To look for potential resistance mechanisms, study authors from the Washington University Genome Institute used the Illumina GAIIx platform to do paired-end sequencing of a pre-daptomycin treatment isolate of E. faecalis called S613 and a post-daptomycin isolate (R712), both from the same patient.
"We were able to acquire these isolates and sequence the genomes before and after, when the bug was susceptible and when the bug was resistant," Arias explained. "The power of these findings lies in the fact that it was from a real patient, a real clinical situation."
When the team compared the genome of the daptomycin-resistant isolate R712 with the genome of the susceptible S613 isolate, they found potential daptomycin-resistance related mutations affecting four genes.
In particular, the vancomycin-resistant isolate that had survived daptomycin treatment had in-frame deletions in three genes not altered in the pre-daptomycin isolate: the phospholipid metabolism genes gdpD and cls, and a predicted membrane protein-coding gene, liaF.
Mutations in the gdpD and liaF genes also turned up in an S613-derived isolate that had been coaxed into becoming daptomycin-resistant over a few weeks via exposure to increasing antibiotic concentrations, suggesting that that bug used similar pathways to reach daptomycin resistance in the lab.
Changes to the liaF gene seem to initiate some early stages of this resistance, the researchers found, since swapping out the version of the gene found in the daptomycin-sensitive patient isolate for the one in the resistant R712 isolate produced enterococci capable of growing in higher daptomycin concentrations.
Trading the gdpD allele alone did not alter the daptomycin resistance of the pre-daptomycin isolate.
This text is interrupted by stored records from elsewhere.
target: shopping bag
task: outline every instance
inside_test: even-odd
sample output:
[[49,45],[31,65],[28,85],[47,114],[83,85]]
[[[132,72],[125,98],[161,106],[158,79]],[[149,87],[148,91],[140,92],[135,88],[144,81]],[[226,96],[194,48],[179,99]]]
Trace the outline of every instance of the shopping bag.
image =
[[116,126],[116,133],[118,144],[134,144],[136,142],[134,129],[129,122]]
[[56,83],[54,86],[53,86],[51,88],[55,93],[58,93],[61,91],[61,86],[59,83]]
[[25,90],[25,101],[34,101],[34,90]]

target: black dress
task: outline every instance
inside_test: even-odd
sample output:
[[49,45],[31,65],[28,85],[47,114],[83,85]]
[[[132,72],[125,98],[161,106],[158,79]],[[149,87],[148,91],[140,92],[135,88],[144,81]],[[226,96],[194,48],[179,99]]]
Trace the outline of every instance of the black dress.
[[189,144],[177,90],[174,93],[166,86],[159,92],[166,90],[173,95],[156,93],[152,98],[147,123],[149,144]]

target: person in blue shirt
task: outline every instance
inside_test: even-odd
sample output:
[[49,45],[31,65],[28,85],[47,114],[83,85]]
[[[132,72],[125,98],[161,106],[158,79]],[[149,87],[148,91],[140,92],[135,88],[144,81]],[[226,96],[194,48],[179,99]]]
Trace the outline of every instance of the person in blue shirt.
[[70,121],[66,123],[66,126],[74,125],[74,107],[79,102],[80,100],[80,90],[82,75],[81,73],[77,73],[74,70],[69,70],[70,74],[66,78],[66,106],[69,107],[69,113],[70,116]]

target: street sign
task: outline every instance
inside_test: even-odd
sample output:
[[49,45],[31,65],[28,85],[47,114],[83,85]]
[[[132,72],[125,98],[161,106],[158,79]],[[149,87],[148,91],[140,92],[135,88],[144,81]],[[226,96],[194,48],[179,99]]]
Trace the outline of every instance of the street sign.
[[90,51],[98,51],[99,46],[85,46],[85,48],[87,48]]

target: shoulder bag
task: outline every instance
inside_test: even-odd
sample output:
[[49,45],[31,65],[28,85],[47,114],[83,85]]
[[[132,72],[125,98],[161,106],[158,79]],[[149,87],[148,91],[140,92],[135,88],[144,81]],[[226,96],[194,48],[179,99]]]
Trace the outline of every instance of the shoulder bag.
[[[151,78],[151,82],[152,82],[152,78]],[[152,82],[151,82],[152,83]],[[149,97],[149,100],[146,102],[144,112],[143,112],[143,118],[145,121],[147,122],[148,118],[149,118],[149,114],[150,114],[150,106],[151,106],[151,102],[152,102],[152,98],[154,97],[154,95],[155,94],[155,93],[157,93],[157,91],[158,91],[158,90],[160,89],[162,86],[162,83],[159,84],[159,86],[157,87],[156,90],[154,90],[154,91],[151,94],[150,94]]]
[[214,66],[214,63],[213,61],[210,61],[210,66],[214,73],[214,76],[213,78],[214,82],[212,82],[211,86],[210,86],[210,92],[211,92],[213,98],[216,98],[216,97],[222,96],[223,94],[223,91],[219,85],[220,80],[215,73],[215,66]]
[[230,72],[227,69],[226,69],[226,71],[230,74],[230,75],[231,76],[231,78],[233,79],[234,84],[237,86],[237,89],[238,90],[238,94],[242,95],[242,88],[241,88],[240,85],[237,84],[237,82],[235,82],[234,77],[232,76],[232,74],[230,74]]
But when the team took pre-daptomycin isolates and replaced both the gdpD and liaF genes with versions found in the resistant R712 isolate, they produced bugs with daptomcyin resistance levels comparable to those found in R712 itself.
Meanwhile, when they looked at pre- and post-daptomycin treated isolates from an individual infected with another vancomycin-resistant enterococcal species, E. faecium, the team detected daptomycin resistance-related mutations in cls, liaF, and other genes participating in a so-called LiaFSR regulatory system with liaF.
"This supports that these genes are very important for the development of this resistance during therapy," Arias said. "The mutations may change, but the end effect may be the same."
Based on findings from their genetic analyses and from transmission electron microscopic examinations of daptomycin-susceptible and -resistant cells, researchers speculated that resistance-related mutations somehow distort the bacterial cell envelope, interfering with the drug's activity.
It's possible that changes to other genes could confer daptomycin resistance as well, Arias noted, though additional studies are needed to determine whether that's the case. "There's always the possibility that other things are going on," he said, "and it may vary depending on what biological situation this organism is facing.
He and his colleagues plan to look for resistance mechanisms in other "superbug" strains, as well as follow-up experiments to try to understand the functional consequences of the genetic changes detected in E. faecalis.
"Once we understand how the gene changes actually produce the [antibiotic resistance] problem, we can attack that," Arias explained. "That would be the perfect kind of backbone to develop molecules to attack those targets."